Seperti juga kelompok-kelompok sirkus di luar negeri, para pemain OCI tinggal di karavan-karavan yang ada di sekitar lokasi pertunjukan. Saat ini, total anggota OSI kurang lebih mencapai 100 orang. Angka ini terdiri atas pemain, manajemen, hingga petugas keamanan. Dari 100 orang, ada 15 orang yang masih berstatus pelajar. Salah satunya Deborah (19).

Deborah sudah bergabung dengan OCI selama lima tahun. Selama itu dia sudah tampil di Sumatera, Jawa, dan Bali.
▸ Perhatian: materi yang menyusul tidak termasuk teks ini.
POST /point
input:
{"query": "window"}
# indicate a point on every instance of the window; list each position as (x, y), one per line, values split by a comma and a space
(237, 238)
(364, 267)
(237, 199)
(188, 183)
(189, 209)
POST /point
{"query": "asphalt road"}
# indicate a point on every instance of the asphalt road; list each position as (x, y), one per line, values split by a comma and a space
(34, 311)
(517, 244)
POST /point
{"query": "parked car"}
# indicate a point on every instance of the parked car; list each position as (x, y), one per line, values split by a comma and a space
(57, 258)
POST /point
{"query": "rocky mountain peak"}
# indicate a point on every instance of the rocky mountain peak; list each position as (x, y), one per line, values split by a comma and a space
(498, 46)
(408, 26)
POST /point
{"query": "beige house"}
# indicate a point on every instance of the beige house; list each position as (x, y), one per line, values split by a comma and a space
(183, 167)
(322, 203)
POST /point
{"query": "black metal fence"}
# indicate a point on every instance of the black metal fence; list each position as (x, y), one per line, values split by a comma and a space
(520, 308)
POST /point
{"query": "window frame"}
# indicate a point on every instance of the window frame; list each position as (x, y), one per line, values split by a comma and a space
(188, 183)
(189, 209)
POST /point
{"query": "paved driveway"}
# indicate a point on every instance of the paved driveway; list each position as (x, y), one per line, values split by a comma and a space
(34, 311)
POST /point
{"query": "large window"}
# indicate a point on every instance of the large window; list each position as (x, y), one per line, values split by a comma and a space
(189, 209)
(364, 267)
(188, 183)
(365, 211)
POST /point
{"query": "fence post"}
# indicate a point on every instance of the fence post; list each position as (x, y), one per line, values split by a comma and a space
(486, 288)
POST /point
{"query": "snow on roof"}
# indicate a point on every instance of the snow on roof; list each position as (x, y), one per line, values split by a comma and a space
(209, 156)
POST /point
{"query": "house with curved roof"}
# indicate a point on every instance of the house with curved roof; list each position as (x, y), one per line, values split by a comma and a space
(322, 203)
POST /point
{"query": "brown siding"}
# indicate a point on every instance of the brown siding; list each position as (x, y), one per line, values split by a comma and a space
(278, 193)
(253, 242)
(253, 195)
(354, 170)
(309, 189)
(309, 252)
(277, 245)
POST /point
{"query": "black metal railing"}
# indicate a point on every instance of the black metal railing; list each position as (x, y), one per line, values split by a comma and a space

Di Sumatera tampil selama dua setengah tahun, di Bali satu tahun, dan di Jawa satu setengah tahun.

"Saya belajar sirkus sejak usia lima tahun," kata Deborah. "Saya senang bekerja di sirkus. Sebab saya bisa menghibur masyarakat dengan keahlian saya." ujar pelajar SMA di Bogor dengan metode home schooling ini.

"Hebat ya, Dik, Om dan Tante-nya bisa melayang-layang di udara...," ucap saya seolah mengajak Khaira turut mengagumi para pemain akrobat udara yang berhasil menghibur para penonton dengan atraksi mereka.

"Tapi takut..."

"Apanya yang takut, Dik?"

"Badut..."

"Lho, tapi mereka kan bukan badut?" tanya saya penasaran.

"Iya, tapi mukanya kayak badut..."

Ah, cuma gara-gara wajah para pemain akrobat di udara yang dicorat-coret ala badut, Khaira tetap saja takut. Atraksi-atraksi yang dilakukan oleh mereka yang luar biasa itu seolah nggak menghibur dirinya. Ya, begitulah kalo Khaira fokus pada ketakutan daripada hal lain. Apa yang dirasakan Khaira, sebetulnya sadar nggak sadar seringkali terjadi pada diri kita. Kita selalu fokus pada hal yang buruk, padahal ada hal kecil yang jauh lebih luar biasa.


JADWAL SHOW "OCI"

Senin-Jum'at (3 kali show)
Pukul 14:00; 18:30; dan 20:15
Hari Minggu/ Besar (4 kali show)
Pukul 10:30; 14:00; 18:30; 20:15


HARGA TIKET (*)

VVIP Rp 200.000,-
VIP Rp 150.000,-
UTAMA Rp 100.000,-
Kelas 1 Rp 75.000,-
Kelas 2 Rp 50.000,-
Kelas 3 Rp 35.000,-

(*)Harga tiket wilayah Jakarta. Di Medan, harga tiketnya Rp 20.000 (kelas 3), Rp 30.000 (kelas 2), Rp 40.000 (kelas 1) dan Rp 60.000 (kelas utama) sampai Rp 75.000 (VIP) dan Rp 100.000 (VVIP). Harga tiket Medan ini, sama dengan harga tiket di Depok, Jawa Barat. Barangkali gara-gara ada pemain sirkus asal Tashkent, Rusia, harga tiket pertunjukan di Kelapa Gading jadi relatif lebih tinggi.